In the example above, One and Two will be printed because 1 is less than 2. Three and Four will not be printed because 1 is not greater than 2. Five will be printed because it isn't inside of an if statement at all.

if statements are an example of control flow, which is the order in which individual statements in an imperative program are executed. Other control flow statements include elif ("else if") and else statements.

if 1 > 2:
	print("One")
elif 1 < 2:
	print("Two")
else:
	print("Three")

In this example, since 1 > 2 is False, the script will then continue on to the next conditional. Then, since 1 < 2 is True, it will print Two. After that, since one of the conditions was met, the else block will be skipped. If both of the previous conditions had been False, the else block would be triggered. It is possible to chain together multiple elif blocks before an else block.

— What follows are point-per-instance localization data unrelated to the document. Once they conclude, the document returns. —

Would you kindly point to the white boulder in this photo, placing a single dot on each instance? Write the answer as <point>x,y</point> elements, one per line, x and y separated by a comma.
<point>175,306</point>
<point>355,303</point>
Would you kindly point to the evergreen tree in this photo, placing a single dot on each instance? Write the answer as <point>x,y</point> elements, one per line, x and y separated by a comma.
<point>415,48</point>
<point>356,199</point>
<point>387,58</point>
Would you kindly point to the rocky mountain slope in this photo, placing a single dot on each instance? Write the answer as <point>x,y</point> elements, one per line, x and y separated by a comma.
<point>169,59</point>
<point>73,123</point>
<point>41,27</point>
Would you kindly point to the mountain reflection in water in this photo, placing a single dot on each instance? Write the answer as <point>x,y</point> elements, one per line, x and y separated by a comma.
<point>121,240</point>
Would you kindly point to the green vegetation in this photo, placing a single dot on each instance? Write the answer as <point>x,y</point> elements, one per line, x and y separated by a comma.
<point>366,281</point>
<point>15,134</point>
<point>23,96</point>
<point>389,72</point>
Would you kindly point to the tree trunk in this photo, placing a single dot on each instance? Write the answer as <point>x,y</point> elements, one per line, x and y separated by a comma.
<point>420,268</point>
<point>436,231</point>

It is also possible to put blocks inside of other blocks. This is called nesting.

if 1 < 2:
	print("One")

	if 1 > 2:
		print("Two")

	print("Three")

In this example, One will be printed because 1 < 2 is True. Then, because 1 > 2 is False, the second print statement will be skipped. Pay attention to the indentation, though: Three will be printed because it is only inside of the first conditional statement.

Loops

Loops are used to repeat a block. for loops execute a block once for each value in a list.

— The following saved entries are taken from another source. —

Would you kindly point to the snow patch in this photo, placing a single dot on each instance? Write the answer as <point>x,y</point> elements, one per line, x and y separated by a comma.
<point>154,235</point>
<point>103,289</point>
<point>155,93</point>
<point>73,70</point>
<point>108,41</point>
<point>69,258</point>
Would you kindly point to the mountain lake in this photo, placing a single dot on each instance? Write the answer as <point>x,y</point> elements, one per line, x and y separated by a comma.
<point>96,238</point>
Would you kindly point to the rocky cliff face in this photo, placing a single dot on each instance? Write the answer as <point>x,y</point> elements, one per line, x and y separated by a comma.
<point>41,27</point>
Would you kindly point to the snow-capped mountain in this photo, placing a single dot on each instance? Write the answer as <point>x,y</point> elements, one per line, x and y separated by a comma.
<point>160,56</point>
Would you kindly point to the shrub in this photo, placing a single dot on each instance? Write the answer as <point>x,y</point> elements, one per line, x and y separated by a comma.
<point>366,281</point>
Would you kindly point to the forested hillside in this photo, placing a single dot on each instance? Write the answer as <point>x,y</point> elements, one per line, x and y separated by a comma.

my_list = [0, 1, "Two", True, [4, 6, 8]]
for my_value in my_list:
	print(my_value)

In this example, the print statement will be executed once for each value in my_list. my_value will contain that value each time. On the first iteration, my_value will be 0, on the second, it will be 1, on the third, it will be "Two", and so on.

while loops execute a block while the given condition remains truthy. They are similar to if statements that happen multiple times.

i = 0
while i < 5:
	print(i)
	i = i + 1

In the example above, each number from 0 through 4 will be printed because i gets 1 larger at the end of each iteration. Then, when i becomes 5, i < 5 will be False and the loop will stop.

continue and break statements are used to further control loops. continue causes the loop to immediately proceed to the next iteration, and break causes the loop to immediately exit entirely.

my_list = [0, 0, 1, 0, 0, 0, 2, 0, 0, 3, 4, 0, 0, 5]
for my_value in my_list:
	if my_value == 0:
		continue

	print(my_value)

In this example, each integer from 1 through 5 will be printed. 0 will never be printed, because if my_value is 0, the iteration will be skipped before arriving at the print statement.

i = 0
while True:
	if i > 5:
		break

	print(i)
	i = i + 1

In this example, each integer from 1 through 5 will be printed. True will never be falsy, so the loop would continue forever if it weren't for the break statement.

Functions

Functions are subroutines, which are reusable blocks. Functions can be defined with the def keyword, after with point they can be called (executed) from anywhere by putting a pair of parentheses after the function's name.

def my_function():
	print("One")
	print("Two")

my_function()
my_function()

In this example, the lines One, Two, One, and Two will be printed, in that order.

Functions can also take arguments (parameters) to change what they do. Giving a value to a function is called passing that value to the function.

def print_twice(my_argument):
	print(my_argument)
	print(my_argument)

print_twice("One")
print_twice("Two")

In this example, the lines One, One, Two, and Two will be printed, in that order. You might notice that print itself is a function. print is one of many functions that is automatically included in every Python program from the Python standard library. Other functions from the standard library include len, which determines the length of a list, and str, which casts (converts) any value into a string.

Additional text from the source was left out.